The Eleventh Annual Marshall Plan Chair Lecture

Dr. Monika de Frantz
Capital City Cultures: Reconstructing Contemporary Europe in Vienna and Berlin

When: Wednesday, April 13, 2011, 3:30 p.m.
Where: Oliver St. Pé Center (TRAC), Room 101, University of New Orleans.

Refreshments will be served.

Capital City Cultures: Reconstructing Contemporary Europe in Vienna and Berlin

Global market competition, as well as the political and civic responses to globalization transform urban societies and states, and thus the cultures of capital cities in contemporary Europe. Vienna’s cultural district Museumsquartier and the planned Humboldt Forum on Berlin's Schlossplatz illustrate two of the most controversial sites of urban reconstruction in Central and Eastern Europe since the 1990s.

Tracing the processes of their political emergence through more than a decade of heated public debates, Monika de Frantz' new book 'Capital City Cultures' narrates the metaphor-rich and engaging stories about these old European capitals facing change. It compares the reconstruction of political legitimacy and its cultural symbols from two different local perspectives of European state-transformation. This enquiry into urban culture highlights the diversity of contemporary cities and their political potential for governing change.

Presenting the findings of her forthcoming book, in this lecture the author addresses the various opportunities and problems associated with culture-led urban regeneration and city marketing. This provides an opportunity to discuss the lessons from the European experience for planning tourism and culture-based recovery in New Orleans.

De Frantz, Monika: Capital City Cultures: Reconstructing Contemporary Europe in Vienna and Berlin (series 'Multiple Europes) PIE-Peter Lang, 260 pp., pb, June 2011.

Monika De Frantz is an acknowledged expert on politics and social space and has published extensively on contemporary urban cultures. She teaches as a Visiting Professor at the University of New Orleans where she holds the 2010-11 Marshall Plan Chair of Austrian and European Studies with the Department of Planning and Urban Studies.

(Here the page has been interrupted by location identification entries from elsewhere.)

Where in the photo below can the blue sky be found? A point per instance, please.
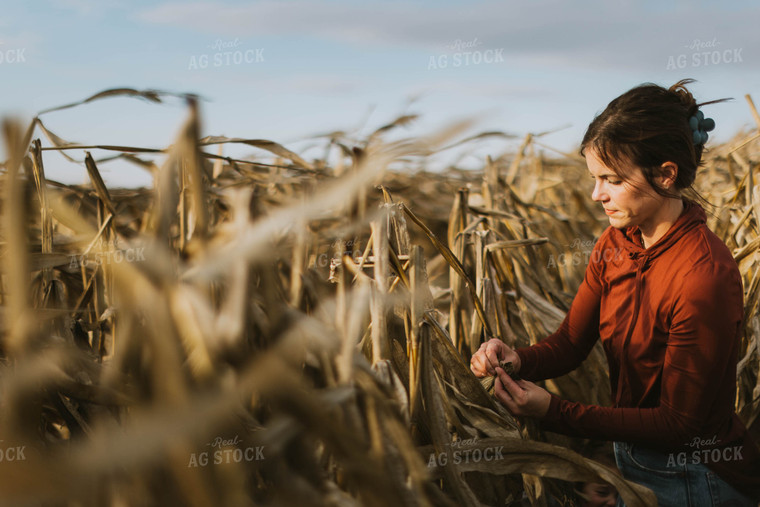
(316, 67)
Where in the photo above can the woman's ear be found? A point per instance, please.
(668, 175)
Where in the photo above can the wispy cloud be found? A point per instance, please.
(628, 34)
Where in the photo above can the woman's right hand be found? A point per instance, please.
(490, 354)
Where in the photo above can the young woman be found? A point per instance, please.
(669, 313)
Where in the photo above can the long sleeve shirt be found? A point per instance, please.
(670, 319)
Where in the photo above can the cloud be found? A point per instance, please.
(551, 32)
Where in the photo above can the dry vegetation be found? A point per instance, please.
(305, 326)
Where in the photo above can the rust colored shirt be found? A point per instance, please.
(670, 320)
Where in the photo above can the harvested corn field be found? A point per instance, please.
(279, 331)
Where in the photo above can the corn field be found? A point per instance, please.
(278, 331)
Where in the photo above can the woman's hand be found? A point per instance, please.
(521, 397)
(490, 354)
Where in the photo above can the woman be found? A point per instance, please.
(669, 313)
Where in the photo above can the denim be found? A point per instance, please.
(687, 485)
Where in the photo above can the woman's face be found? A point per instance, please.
(627, 203)
(598, 495)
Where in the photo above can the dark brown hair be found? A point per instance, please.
(648, 126)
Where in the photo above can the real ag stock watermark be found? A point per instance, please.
(328, 256)
(11, 55)
(108, 257)
(465, 53)
(11, 453)
(704, 451)
(224, 452)
(226, 53)
(704, 53)
(582, 253)
(463, 452)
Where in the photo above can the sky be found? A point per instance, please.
(289, 71)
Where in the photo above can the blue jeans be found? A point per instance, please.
(686, 485)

Her previous academic positions were at the London School of Economics, the University of Vienna, the Bauhaus-University Weimar, and the European University Institute in Florence. She has a PhD from the European University Institute in Florence and studied at the Humboldt University Berlin, the University of Amsterdam, the University of Aix-Marseille, and the University of Vienna. Born in Vienna, she has lived and worked in many cities across the world – a cosmopolitan experience reflected in her research and teaching.